Resource on why anecdotes aren’t reliable?

[Verity]

I hope this is the right forum. I wasn’t sure where to post this.

Does anyone have a good resource saved explaining why anecdotes are not reliable sources of information about medical treatments? I have a relative who will not stop bugging me about ME “treatments” that she’s convinced are effective because lots of people say they are. They’re always of the brain training/lifestyle changes variety. I don’t think it’s going to stop unless she understands why I’m unconvinced, and I get PEM from cognitive tasks easily so I can’t fully explain it to her myself. She has zero knowledge in this area, so the explanation would have to be from the ground up and accessible to a layperson. I found one good article, but it used too much technical language.

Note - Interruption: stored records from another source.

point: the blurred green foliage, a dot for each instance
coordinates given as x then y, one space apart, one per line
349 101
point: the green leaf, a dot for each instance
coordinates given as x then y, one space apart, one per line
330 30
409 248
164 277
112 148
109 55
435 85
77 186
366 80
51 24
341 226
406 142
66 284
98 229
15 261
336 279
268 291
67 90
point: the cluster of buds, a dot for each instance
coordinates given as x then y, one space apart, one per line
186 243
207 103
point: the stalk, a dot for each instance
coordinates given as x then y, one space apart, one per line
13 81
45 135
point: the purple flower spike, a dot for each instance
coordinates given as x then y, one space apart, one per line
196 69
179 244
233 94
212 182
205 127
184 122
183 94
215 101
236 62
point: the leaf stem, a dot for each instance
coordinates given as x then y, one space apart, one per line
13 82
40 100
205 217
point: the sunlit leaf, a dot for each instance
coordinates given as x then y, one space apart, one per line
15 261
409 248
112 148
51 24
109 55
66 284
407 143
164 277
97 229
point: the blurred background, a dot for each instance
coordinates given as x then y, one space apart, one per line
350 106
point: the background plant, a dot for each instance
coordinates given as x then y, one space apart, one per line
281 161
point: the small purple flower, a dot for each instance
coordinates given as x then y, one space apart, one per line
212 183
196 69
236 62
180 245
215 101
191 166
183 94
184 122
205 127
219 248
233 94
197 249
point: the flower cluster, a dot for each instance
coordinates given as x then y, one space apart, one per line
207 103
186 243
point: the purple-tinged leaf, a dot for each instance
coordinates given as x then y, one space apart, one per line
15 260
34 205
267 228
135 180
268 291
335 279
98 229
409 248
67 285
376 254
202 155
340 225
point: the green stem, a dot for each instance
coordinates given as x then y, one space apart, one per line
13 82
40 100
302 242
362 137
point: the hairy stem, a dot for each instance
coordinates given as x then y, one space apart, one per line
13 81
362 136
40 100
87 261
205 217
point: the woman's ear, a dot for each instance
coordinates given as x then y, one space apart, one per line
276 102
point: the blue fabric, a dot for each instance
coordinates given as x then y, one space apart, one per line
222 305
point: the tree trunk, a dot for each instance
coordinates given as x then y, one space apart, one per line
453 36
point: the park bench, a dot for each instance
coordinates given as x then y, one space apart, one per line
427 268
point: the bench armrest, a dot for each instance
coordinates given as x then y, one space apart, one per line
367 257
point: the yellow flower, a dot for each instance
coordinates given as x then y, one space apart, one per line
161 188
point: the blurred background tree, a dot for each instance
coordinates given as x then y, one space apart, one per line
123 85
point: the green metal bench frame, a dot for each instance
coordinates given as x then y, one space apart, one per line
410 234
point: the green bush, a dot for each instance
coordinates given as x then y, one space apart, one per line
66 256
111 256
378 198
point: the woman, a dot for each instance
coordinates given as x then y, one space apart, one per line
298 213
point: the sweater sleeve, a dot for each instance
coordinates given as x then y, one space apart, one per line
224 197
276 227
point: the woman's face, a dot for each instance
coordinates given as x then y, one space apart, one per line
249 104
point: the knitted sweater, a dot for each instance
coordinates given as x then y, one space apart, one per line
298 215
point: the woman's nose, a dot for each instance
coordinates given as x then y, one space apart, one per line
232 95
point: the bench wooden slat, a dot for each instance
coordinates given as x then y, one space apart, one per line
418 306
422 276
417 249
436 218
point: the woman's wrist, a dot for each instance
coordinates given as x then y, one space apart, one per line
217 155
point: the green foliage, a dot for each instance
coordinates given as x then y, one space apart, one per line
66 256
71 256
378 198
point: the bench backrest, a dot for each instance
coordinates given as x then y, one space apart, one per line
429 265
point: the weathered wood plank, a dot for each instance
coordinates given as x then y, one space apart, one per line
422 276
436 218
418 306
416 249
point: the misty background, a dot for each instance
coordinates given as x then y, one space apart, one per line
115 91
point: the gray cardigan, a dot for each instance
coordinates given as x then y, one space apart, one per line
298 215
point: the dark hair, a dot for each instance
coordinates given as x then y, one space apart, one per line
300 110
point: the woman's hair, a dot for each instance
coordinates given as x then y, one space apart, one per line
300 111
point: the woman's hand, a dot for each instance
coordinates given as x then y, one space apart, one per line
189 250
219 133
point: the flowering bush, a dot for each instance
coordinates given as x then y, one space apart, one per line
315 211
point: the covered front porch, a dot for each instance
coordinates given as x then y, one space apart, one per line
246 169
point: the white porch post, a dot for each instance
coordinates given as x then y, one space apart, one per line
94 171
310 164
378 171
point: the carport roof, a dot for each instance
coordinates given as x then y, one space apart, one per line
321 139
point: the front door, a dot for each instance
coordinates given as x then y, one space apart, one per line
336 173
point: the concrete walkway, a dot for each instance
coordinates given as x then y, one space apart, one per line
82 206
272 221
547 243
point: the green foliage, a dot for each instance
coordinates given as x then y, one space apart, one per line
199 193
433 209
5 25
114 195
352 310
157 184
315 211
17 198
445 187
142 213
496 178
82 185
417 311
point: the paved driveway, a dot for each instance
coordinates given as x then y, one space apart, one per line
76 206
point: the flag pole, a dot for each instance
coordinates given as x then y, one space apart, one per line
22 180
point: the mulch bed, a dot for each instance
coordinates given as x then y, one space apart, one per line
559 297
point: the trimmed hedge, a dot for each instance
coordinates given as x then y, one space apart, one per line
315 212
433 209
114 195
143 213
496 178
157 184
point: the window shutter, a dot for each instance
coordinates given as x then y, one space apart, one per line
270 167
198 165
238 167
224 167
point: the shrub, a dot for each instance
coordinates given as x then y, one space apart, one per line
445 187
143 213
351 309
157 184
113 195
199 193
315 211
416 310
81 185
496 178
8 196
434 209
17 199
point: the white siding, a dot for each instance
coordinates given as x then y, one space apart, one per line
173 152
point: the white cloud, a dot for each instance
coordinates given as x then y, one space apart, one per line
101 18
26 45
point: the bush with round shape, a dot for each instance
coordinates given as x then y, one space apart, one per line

Any kind of resource would work, from an blog post to a post that already exists in this forum to a simple explanation that has worked for you in the past. Thought others might have had this problem before and saved something helpful!

 

[Utsikt]

I hope you find something. I’ve never had much luck explaining it to people that aren’t aware of it yet, but here’s another effort:

Perhaps comparing it to how superstitions come to be might be a way forward. People do something special and then they win a small sum in the lottery the next day. A superstitious person would do the special thing every time they play the lottery to create more luck, even though it’s obvious that we can’t influence the lottery numbers.

In the same way, people sometimes get better for no reason, just like the lottery. And sometimes, that happens at the same time that they tried something. That doesn’t mean that the something caused them to get better. It might have just happened at the same time.

We’ll always find coincidences like this. And if you want to say you have a treatment for something, you have to show that is wasn’t a coincidence. The people pushing treatments for ME/CFS have not done that yet.

 

[Verity]

@Utsikt That is a smart comparison! It’s accessible and doesn’t require any medical knowledge. Thank you.

 

[Kitty]

Often information doesn't make much difference, to be honest. The real problem is that it's hard for people to believe they can't help; that they can't do anything to change the outcome for someone.

Nearly everyone who develops ME/CFS goes through a phase of believing there must be something, and it takes time to understand—and accept—that there isn't. It's the same for relatives and friends, except that they're a step removed. They're not the ones whose bodies obstinately refuse to get better, so they don't understand that their efforts aren't helping and might even be making things worse. Most of us wouldn't have understood either, if we'd been the person trying to help instead of the one who was ill. It takes time.

The best suggestion I can think of is to tell them ways that they could help. Maybe ask them to do small things for you, or mention helpful things that others do?

 

[Verity]

@Kitty That is what I feared. It may not help, but I feel like I have to try because it drives me crazy!

They actually already help me a lot, considering they’re not local to me. I am not sure adding more would work if what they’re already doing hasn’t.